Roche and Novartis are the only two out of a group of 10 leading pharmaceutical companies with at least one targeted drug therapy on the market which are likely to become leaders in the field of personalised medicine, says a new study.

The report classifies the two companies as "disruptors," ie, those able to competitively reshape therapy areas via personalised medicine. Both Roche and Novartis have the capacity to "upset normal competitive dynamics in a specific therapy area by shaping payers', regulators' and physicians' expectations of value," according to Peter Keeling, chief executive of change management and consulting firm Diaceutics, which carried out the research.

The firm's review of the 10 leading drugmakers, which classifies them according to their potential to capitalise on opportunities in personalised medicine, sees at Roche an excellent capacity for personalised medicine innovation and a robust strategy in the field, while Novartis has more recently focused on building its internal molecular diagnosis unit and has developed a clinical pipeline with a focus on personalised medicine, it says.

The next rank after the "disruptors" are "breakaway" companies, ie those positioned - based on the carefully selected, proactive investments which they have made - to migrate their operating models and corporate structures in order to successfully commercialise targeted therapies.

Diaceutics finds four such "breakaway" firms - AstraZeneca, Eli Lilly, Bristol-Myers Squibb and Pfizer - which, it believes, are likely to accelerate their activities and improve their commercial infrastructure for targeted therapies over the next 24-36 months. It judges all four companies as having roughly equal potential to commercialise targeted therapies, but believes that AstraZeneca, Lilly and Bristol-Myers Squibb, with their internal personalised medicine strategy teams, will likely be better organised internally to develop potential therapies and companion diagnostics.

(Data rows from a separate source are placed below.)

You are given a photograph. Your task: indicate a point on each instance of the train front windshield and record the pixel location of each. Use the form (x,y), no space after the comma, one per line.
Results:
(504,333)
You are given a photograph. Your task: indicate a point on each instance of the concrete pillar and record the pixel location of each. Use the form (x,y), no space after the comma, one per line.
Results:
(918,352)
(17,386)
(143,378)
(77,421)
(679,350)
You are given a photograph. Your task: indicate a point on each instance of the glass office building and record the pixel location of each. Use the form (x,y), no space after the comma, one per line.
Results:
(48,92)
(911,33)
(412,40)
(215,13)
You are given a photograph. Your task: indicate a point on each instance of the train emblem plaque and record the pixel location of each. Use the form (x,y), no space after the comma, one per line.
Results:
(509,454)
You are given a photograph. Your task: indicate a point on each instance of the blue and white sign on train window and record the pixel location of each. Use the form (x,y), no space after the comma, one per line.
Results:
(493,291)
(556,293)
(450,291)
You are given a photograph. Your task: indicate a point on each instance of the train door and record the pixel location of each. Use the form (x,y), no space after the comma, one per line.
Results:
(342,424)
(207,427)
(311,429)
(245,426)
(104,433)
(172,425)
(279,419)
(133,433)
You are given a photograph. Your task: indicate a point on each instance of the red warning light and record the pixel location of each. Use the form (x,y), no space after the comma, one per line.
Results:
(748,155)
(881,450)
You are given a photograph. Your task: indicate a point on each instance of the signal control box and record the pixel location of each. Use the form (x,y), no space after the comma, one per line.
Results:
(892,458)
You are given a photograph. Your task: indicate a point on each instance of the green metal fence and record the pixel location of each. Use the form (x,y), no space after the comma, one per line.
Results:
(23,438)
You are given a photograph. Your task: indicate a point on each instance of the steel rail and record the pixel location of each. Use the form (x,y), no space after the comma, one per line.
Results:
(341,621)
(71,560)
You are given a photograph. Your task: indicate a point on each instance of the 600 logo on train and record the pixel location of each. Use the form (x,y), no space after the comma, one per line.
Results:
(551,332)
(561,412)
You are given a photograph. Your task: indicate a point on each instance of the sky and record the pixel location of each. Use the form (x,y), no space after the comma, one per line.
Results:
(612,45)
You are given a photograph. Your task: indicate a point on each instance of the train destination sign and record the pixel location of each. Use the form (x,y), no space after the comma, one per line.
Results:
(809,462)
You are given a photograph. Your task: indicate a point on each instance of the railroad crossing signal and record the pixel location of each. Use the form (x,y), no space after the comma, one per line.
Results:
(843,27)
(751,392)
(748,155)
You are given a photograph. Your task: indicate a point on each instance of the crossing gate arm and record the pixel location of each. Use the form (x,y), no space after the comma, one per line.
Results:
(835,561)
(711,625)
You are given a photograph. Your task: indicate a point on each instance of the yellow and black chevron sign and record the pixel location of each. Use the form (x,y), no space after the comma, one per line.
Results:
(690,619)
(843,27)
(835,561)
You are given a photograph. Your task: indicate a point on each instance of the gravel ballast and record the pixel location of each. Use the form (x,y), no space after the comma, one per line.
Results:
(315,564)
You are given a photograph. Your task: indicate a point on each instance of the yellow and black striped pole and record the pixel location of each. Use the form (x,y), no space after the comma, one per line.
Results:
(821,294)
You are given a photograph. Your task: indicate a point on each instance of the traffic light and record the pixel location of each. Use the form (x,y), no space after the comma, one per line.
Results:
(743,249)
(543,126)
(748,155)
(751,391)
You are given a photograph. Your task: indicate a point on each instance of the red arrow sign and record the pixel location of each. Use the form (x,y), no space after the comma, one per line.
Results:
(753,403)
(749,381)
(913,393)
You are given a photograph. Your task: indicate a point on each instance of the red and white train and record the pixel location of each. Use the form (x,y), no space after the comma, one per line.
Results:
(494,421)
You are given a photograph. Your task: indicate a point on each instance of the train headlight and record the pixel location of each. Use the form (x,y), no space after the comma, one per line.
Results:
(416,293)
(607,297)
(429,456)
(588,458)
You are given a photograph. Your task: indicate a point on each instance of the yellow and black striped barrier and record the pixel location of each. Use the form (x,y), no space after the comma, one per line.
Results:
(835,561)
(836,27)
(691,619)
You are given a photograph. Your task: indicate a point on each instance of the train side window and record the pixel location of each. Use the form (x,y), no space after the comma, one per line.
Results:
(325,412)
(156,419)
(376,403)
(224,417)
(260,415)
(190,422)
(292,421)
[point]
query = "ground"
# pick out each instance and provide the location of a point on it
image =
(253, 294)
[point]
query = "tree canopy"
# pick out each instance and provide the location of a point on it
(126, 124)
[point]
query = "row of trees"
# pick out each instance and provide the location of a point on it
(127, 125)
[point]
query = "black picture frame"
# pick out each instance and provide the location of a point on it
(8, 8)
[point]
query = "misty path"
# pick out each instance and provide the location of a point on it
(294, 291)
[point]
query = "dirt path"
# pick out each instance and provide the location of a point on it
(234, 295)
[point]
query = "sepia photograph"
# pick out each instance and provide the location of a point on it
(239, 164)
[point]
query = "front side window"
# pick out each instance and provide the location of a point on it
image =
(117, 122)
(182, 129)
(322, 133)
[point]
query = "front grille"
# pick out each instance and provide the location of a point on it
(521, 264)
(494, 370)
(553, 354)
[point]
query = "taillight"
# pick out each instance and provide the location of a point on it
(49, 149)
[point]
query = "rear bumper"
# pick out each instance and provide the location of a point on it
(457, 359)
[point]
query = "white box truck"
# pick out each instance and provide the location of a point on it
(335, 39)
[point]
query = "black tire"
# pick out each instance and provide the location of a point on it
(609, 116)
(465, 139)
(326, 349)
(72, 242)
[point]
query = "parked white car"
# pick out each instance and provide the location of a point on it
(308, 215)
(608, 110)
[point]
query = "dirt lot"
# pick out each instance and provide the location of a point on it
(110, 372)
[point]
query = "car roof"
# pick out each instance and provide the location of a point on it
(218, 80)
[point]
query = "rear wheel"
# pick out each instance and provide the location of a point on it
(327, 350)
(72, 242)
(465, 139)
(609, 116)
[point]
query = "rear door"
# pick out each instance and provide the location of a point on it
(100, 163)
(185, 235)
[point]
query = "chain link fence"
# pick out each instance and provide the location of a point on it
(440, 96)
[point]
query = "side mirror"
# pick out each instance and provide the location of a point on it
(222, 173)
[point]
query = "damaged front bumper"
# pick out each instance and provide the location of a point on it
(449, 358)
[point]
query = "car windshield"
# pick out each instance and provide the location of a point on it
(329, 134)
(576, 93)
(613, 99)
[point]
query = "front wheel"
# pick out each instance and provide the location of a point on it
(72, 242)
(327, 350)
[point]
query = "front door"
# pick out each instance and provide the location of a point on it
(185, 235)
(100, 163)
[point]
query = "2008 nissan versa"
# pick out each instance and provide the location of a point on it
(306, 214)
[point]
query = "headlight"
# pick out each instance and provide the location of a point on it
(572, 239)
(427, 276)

Pfizer, on the other hand, has a promising clinical pipeline for personalised medicine, it adds.

Whether these four attain "disruptor" status depends on whether their boards and senior management decide to migrate to a future culture and infrastructure based predominantly on personalised medicine, says the study.

The four remaining companies - GlaxoSmithKline, Sanofi-Aventis, Amgen and Merck & Co - are rated as "followers," ie, most likely to respond to the actions of other companies.

"Followers" have few commercial successes in this space and thus little commercial experience, and are more likely to strive to maintain their existing business models, rather than adapt them for personalised medicine, says the report. 

Most drugmakers say they are ready for personalised medicine, and their development pipelines are filling up with opportunities, says Diaceutics, whose report finds that 46% of all new therapies currently in Phase III R&D could benefit from a personalised medicine strategy. Other studies have suggested that only 10% of such therapies are potential personalised medicine/targeted therapies, but the firm believes that the standard definition being used in the industry is narrow.

"In fact, any therapy that will directly benefit from a new or reshaped diagnostic approach should be considered personalised medicine," according to Mr Keeling. Moreover, the analysis finds that, in contrast to the belief held by many firms that personalised medicine will create smaller markets or less revenue, about half of the companies assessed in the report have a personalised therapy currently on the market that is near or above blockbuster-level sales of $1 billion.